Puttick Mark N, O'Reilly Joseph E, Tanner Alastair R, Fleming James F, Clark James, Holloway Lucy, Lozano-Fernandez Jesus, Parry Luke A, Tarver James E, Pisani Davide, Donoghue Philip C J
School of Earth Sciences, University of Bristol, Life Sciences Building, 24 Tyndall Avenue, Bristol BS8 1TQ, UK.
Department of Life Sciences, Natural History Museum, Cromwell Road, London SW7 5BD, UK.
Proc Biol Sci. 2017 Jan 11;284(1846). doi: 10.1098/rspb.2016.2290.

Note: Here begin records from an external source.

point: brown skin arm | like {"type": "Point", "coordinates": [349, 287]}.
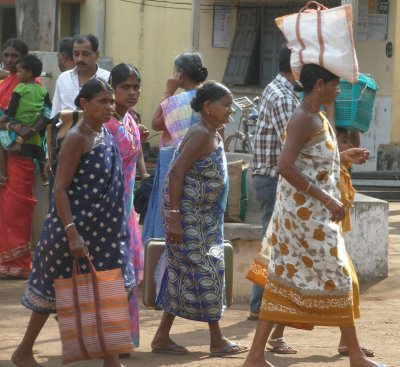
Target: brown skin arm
{"type": "Point", "coordinates": [198, 143]}
{"type": "Point", "coordinates": [72, 148]}
{"type": "Point", "coordinates": [301, 126]}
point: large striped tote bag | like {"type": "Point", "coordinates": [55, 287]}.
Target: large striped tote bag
{"type": "Point", "coordinates": [93, 314]}
{"type": "Point", "coordinates": [321, 36]}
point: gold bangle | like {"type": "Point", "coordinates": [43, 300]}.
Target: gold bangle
{"type": "Point", "coordinates": [69, 225]}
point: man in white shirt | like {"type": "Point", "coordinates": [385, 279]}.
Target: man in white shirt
{"type": "Point", "coordinates": [85, 52]}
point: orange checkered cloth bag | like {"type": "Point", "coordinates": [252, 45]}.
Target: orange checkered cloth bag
{"type": "Point", "coordinates": [93, 314]}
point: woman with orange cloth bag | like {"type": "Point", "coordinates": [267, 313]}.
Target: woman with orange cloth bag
{"type": "Point", "coordinates": [85, 217]}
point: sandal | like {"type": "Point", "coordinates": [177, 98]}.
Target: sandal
{"type": "Point", "coordinates": [279, 346]}
{"type": "Point", "coordinates": [342, 350]}
{"type": "Point", "coordinates": [253, 316]}
{"type": "Point", "coordinates": [230, 348]}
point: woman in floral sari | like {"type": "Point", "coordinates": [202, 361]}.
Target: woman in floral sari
{"type": "Point", "coordinates": [125, 80]}
{"type": "Point", "coordinates": [193, 203]}
{"type": "Point", "coordinates": [309, 279]}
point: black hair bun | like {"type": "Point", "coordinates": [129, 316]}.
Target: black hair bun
{"type": "Point", "coordinates": [195, 104]}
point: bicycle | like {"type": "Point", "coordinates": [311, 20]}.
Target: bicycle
{"type": "Point", "coordinates": [242, 141]}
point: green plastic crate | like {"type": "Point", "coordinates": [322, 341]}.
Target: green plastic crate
{"type": "Point", "coordinates": [354, 103]}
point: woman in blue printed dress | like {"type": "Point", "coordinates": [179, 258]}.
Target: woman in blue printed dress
{"type": "Point", "coordinates": [86, 216]}
{"type": "Point", "coordinates": [193, 202]}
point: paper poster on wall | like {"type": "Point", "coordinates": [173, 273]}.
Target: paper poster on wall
{"type": "Point", "coordinates": [222, 23]}
{"type": "Point", "coordinates": [372, 20]}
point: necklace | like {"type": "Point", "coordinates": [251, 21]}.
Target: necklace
{"type": "Point", "coordinates": [90, 129]}
{"type": "Point", "coordinates": [130, 130]}
{"type": "Point", "coordinates": [311, 105]}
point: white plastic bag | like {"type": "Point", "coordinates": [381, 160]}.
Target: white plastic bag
{"type": "Point", "coordinates": [321, 36]}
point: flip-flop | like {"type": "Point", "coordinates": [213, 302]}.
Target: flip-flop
{"type": "Point", "coordinates": [227, 350]}
{"type": "Point", "coordinates": [252, 316]}
{"type": "Point", "coordinates": [279, 346]}
{"type": "Point", "coordinates": [171, 348]}
{"type": "Point", "coordinates": [367, 352]}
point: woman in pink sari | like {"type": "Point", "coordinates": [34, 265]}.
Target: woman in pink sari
{"type": "Point", "coordinates": [125, 80]}
{"type": "Point", "coordinates": [17, 201]}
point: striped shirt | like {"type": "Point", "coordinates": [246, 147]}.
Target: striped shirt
{"type": "Point", "coordinates": [278, 101]}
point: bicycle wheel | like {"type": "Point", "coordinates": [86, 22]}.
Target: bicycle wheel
{"type": "Point", "coordinates": [235, 144]}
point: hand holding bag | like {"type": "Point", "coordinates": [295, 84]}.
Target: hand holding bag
{"type": "Point", "coordinates": [93, 314]}
{"type": "Point", "coordinates": [321, 36]}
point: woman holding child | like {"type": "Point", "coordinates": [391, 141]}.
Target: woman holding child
{"type": "Point", "coordinates": [17, 178]}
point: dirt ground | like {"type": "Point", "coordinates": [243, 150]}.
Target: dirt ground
{"type": "Point", "coordinates": [379, 328]}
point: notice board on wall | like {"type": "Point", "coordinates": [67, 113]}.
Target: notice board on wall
{"type": "Point", "coordinates": [222, 23]}
{"type": "Point", "coordinates": [372, 21]}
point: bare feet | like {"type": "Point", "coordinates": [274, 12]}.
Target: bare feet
{"type": "Point", "coordinates": [342, 349]}
{"type": "Point", "coordinates": [365, 362]}
{"type": "Point", "coordinates": [223, 346]}
{"type": "Point", "coordinates": [24, 360]}
{"type": "Point", "coordinates": [167, 346]}
{"type": "Point", "coordinates": [263, 363]}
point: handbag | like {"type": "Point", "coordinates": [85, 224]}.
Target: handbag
{"type": "Point", "coordinates": [321, 36]}
{"type": "Point", "coordinates": [93, 314]}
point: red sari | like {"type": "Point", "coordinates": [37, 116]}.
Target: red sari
{"type": "Point", "coordinates": [17, 204]}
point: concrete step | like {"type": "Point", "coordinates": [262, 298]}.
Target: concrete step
{"type": "Point", "coordinates": [384, 185]}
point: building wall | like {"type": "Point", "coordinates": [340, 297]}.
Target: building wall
{"type": "Point", "coordinates": [395, 90]}
{"type": "Point", "coordinates": [143, 35]}
{"type": "Point", "coordinates": [214, 58]}
{"type": "Point", "coordinates": [148, 37]}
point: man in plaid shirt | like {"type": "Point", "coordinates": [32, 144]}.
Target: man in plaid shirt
{"type": "Point", "coordinates": [278, 101]}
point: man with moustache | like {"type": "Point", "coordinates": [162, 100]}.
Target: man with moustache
{"type": "Point", "coordinates": [69, 83]}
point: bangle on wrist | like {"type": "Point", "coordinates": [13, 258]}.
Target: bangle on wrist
{"type": "Point", "coordinates": [69, 225]}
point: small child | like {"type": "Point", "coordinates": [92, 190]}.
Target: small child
{"type": "Point", "coordinates": [28, 103]}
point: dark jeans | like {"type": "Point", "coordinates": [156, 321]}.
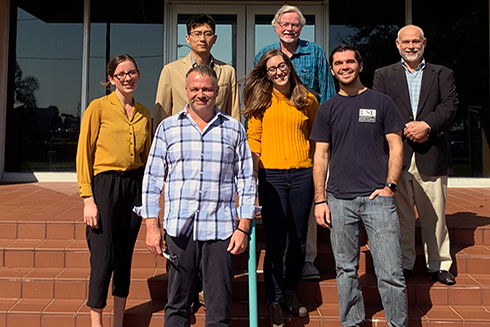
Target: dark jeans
{"type": "Point", "coordinates": [285, 196]}
{"type": "Point", "coordinates": [111, 245]}
{"type": "Point", "coordinates": [218, 268]}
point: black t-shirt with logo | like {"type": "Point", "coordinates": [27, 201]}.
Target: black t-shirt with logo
{"type": "Point", "coordinates": [356, 127]}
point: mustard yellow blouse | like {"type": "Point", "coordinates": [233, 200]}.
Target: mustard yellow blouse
{"type": "Point", "coordinates": [110, 141]}
{"type": "Point", "coordinates": [281, 137]}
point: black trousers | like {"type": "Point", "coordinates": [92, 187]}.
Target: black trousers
{"type": "Point", "coordinates": [111, 245]}
{"type": "Point", "coordinates": [218, 268]}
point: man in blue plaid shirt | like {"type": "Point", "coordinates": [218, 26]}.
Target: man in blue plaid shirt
{"type": "Point", "coordinates": [310, 62]}
{"type": "Point", "coordinates": [204, 159]}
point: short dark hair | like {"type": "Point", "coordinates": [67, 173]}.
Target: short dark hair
{"type": "Point", "coordinates": [343, 48]}
{"type": "Point", "coordinates": [199, 20]}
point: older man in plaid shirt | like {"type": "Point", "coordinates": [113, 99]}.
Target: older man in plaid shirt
{"type": "Point", "coordinates": [203, 157]}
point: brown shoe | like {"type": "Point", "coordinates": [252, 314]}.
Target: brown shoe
{"type": "Point", "coordinates": [444, 277]}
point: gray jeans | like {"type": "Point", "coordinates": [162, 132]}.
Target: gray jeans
{"type": "Point", "coordinates": [381, 222]}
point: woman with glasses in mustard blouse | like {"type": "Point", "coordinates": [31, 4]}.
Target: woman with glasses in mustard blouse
{"type": "Point", "coordinates": [114, 143]}
{"type": "Point", "coordinates": [280, 112]}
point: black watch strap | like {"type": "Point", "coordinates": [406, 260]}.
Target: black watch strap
{"type": "Point", "coordinates": [392, 186]}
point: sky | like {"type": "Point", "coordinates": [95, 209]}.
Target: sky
{"type": "Point", "coordinates": [53, 54]}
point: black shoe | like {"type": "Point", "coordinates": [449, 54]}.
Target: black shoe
{"type": "Point", "coordinates": [291, 304]}
{"type": "Point", "coordinates": [275, 315]}
{"type": "Point", "coordinates": [444, 277]}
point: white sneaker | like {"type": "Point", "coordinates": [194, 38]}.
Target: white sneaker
{"type": "Point", "coordinates": [309, 272]}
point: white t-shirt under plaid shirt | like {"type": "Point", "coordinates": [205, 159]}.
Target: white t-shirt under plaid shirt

Morphological data provide the only means of classifying the majority of life's history, but the choice between competing phylogenetic methods for the analysis of morphology is unclear. Traditionally, parsimony methods have been favoured but recent studies have shown that these approaches are less accurate than the Bayesian implementation of the Mk model. Here we expand on these findings in several ways: we assess the impact of tree shape and maximum-likelihood estimation using the Mk model, as well as analysing data composed of both binary and multistate characters. We find that all methods struggle to correctly resolve deep clades within asymmetric trees, and when analysing small character matrices. The Bayesian Mk model is the most accurate method for estimating topology, but with lower resolution than other methods. Equal weights parsimony is more accurate than implied weights parsimony, and maximum-likelihood estimation using the Mk model is the least accurate method. We conclude that the Bayesian implementation of the Mk model should be the default method for phylogenetic estimation from phenotype datasets, and we explore the implications of our simulations in reanalysing several empirical morphological character matrices. A consequence of our finding is that high levels of resolution or the ability to classify species or groups with much confidence should not be expected when using small datasets. It is now necessary to depart from the traditional parsimony paradigms of constructing character matrices, towards datasets constructed explicitly for Bayesian methods.
形态学数据是划分大多数生命历史的唯一手段,但在用于分析形态学的相互竞争的系统发育方法之间做出选择并不明确。传统上,简约方法备受青睐,但最近的研究表明,这些方法不如Mk模型的贝叶斯实现准确。在这里,我们从几个方面扩展了这些发现:我们评估树形和使用Mk模型的最大似然估计的影响,以及分析由二元和多状态特征组成的数据。我们发现,在分析不对称树中的深支以及分析小特征矩阵时,所有方法都难以正确解析。贝叶斯Mk模型是估计拓扑结构最准确的方法,但分辨率低于其他方法。等权重简约法比隐含权重简约法更准确,使用Mk模型的最大似然估计是最不准确的方法。我们得出结论,Mk模型的贝叶斯实现应该是从表型数据集中进行系统发育估计的默认方法,并且我们探讨了我们的模拟在重新分析几个经验形态特征矩阵中的意义。我们发现的一个结果是,在使用小数据集时,不应期望有高水平的分辨率或有很大把握对物种或类群进行分类的能力。现在有必要背离构建特征矩阵的传统简约范式,转向为贝叶斯方法明确构建的数据集。